In just one case I see there, it's possible people weren't being jackasses. Given that HPMOR is written by "Less Wrong" on fanfiction.net, and the author's notes point to the website pretty regularly, people that are new might not know who the author is and have put that down. I'd still bet on jackasses, though.
I'm seriously hoping I didn't screw up and put any alpha in with my numerics so as to contribute to your rage.
Data cleaning & formatting is *always* the worst part.
> One person gave their home country as "Australia Germ"
I bet they were trying to write 'Australia Germany'. At least, I hope they were.
I hope so, too, but I'm leaving the possibility open that they meant Austria Germany.
You are my hero.
Are the original individual answers (of those who didn't mark a preference for them to remain confidential) going to be made available for the general public to do their own statistics on?
Also, Regular Expressions can help you get through that website formatting thing.
Yes, but I was planning on giving out only the cleaned-up version so that other people trying to work with the data wouldn't have to repeat my frustration. Can you think of a reason that would be a bad idea?
No attempted SQL injection attacks? I am disappoint.
Alternatively, the attack was successful and the 1150 entries Scott analyzed were only the ones input before that with the attack (or after, depending on the method).
Why not put some form validation into the survey?
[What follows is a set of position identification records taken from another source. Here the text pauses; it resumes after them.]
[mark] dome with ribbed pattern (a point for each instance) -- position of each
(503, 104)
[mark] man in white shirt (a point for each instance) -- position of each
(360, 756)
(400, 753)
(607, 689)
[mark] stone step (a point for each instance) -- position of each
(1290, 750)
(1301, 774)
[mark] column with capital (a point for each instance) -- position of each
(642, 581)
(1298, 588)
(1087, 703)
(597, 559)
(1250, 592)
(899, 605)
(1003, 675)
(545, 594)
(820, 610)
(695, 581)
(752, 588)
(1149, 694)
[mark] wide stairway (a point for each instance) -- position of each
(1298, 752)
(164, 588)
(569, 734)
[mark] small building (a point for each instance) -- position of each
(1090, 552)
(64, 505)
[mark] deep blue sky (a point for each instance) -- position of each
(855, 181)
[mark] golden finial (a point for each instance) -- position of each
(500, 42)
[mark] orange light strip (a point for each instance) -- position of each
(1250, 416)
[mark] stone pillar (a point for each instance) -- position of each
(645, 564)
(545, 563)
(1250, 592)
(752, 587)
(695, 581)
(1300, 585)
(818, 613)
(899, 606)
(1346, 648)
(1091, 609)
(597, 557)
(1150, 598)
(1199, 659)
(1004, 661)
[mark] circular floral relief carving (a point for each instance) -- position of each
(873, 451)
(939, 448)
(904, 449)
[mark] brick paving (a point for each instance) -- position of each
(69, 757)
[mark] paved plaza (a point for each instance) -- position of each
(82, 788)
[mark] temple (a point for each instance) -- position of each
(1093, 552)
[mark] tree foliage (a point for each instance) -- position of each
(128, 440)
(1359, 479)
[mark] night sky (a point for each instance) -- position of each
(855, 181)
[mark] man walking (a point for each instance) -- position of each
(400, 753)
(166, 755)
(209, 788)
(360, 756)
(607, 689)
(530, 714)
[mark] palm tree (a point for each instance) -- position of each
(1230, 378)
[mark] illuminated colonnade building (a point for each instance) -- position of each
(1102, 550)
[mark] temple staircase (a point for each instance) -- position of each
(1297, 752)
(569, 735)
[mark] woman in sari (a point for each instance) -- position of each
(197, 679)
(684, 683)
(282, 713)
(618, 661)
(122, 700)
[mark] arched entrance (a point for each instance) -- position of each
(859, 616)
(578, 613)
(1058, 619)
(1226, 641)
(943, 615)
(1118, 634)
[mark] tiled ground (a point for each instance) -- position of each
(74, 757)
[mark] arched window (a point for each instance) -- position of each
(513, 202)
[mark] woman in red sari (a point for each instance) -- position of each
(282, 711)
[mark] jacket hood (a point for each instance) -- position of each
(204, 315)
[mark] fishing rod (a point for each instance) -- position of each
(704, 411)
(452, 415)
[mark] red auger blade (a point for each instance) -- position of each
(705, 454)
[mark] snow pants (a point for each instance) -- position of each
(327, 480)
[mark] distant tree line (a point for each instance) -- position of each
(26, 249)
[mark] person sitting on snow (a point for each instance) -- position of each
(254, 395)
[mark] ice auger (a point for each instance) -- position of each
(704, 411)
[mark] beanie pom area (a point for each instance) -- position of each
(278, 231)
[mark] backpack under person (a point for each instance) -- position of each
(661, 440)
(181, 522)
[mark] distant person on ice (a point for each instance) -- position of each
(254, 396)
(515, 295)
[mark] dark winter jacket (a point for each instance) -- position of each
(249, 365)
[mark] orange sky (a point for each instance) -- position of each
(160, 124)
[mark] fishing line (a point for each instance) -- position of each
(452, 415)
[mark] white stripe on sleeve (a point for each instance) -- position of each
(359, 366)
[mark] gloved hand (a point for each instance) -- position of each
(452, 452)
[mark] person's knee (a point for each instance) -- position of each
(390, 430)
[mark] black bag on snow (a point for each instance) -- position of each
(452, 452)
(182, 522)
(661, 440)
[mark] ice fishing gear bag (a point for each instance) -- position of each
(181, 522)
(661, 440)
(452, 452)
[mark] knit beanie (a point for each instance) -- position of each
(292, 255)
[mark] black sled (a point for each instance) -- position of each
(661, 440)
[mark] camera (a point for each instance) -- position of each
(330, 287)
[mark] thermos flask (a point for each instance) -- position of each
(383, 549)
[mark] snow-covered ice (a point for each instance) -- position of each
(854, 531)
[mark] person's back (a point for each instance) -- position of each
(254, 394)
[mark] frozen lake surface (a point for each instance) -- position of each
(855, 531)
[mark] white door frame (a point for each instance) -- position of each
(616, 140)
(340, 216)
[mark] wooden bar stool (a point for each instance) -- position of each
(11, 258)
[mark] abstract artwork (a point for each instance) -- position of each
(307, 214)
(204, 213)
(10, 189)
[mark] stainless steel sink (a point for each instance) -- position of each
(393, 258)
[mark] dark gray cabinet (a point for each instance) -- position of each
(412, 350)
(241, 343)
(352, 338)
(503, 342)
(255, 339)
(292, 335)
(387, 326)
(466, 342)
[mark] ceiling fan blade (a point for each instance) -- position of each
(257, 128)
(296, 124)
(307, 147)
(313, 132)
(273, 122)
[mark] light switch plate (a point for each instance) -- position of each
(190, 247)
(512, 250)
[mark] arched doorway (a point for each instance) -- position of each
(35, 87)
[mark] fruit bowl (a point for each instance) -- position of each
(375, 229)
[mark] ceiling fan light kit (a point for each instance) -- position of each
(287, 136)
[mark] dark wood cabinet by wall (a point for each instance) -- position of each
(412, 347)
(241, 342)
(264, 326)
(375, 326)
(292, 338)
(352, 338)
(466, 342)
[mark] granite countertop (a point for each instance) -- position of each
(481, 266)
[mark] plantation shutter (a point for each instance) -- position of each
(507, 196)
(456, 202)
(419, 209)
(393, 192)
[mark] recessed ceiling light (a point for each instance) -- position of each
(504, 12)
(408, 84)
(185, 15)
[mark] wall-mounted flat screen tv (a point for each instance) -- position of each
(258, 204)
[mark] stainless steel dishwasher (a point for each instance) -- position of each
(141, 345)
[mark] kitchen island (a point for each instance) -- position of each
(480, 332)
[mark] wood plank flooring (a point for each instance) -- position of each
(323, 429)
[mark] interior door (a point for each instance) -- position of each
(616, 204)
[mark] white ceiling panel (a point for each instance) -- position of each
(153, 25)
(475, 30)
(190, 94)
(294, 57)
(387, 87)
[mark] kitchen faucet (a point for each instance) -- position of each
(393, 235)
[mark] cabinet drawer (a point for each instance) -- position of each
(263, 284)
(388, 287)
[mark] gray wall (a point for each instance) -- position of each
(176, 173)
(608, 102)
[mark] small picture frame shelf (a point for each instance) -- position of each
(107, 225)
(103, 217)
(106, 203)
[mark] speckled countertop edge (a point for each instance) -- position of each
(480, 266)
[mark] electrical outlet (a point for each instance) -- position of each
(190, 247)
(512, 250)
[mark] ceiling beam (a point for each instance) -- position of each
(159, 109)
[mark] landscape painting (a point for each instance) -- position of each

If you want a number, only accept a number, etc.
Because it's done using Google Forms. Writing and hosting a web application for this would be *far* too big a job.
Thank you for putting yourself through this *again* having already done it once. Now I really hope I avoided all of these mistakes :)
A smarter kind of stupid, eh?
2012-11-27 07:59 am (UTC)
Thanks for taking a bullet for the rest of us. An occasional fun part of cleaning up data files is that you get to include amusing footnotes in your article, e.g. "One respondent who answered several questions with obscenities was excluded from analysis." Or, from an actual publication, "A male subject completely misunderstood instructions and his data were omitted from analysis."
"5/10/2012" and "6/7/2012" were probably entered as "5-10" and "6-7". I had one survey with a confidence interval question come back full of dates; now I always make sure to have two blanks. Although I would've expected "10-30" to become October 30th.
Almost all these can be prevented with good validation in the form processing, whether client-side or server-side.
It might be possible to do this without developing a full webapp, using some easy-to-use SaaS that is more sophisticated than Google Forms: SurveyMonkey, Wufoo, etc.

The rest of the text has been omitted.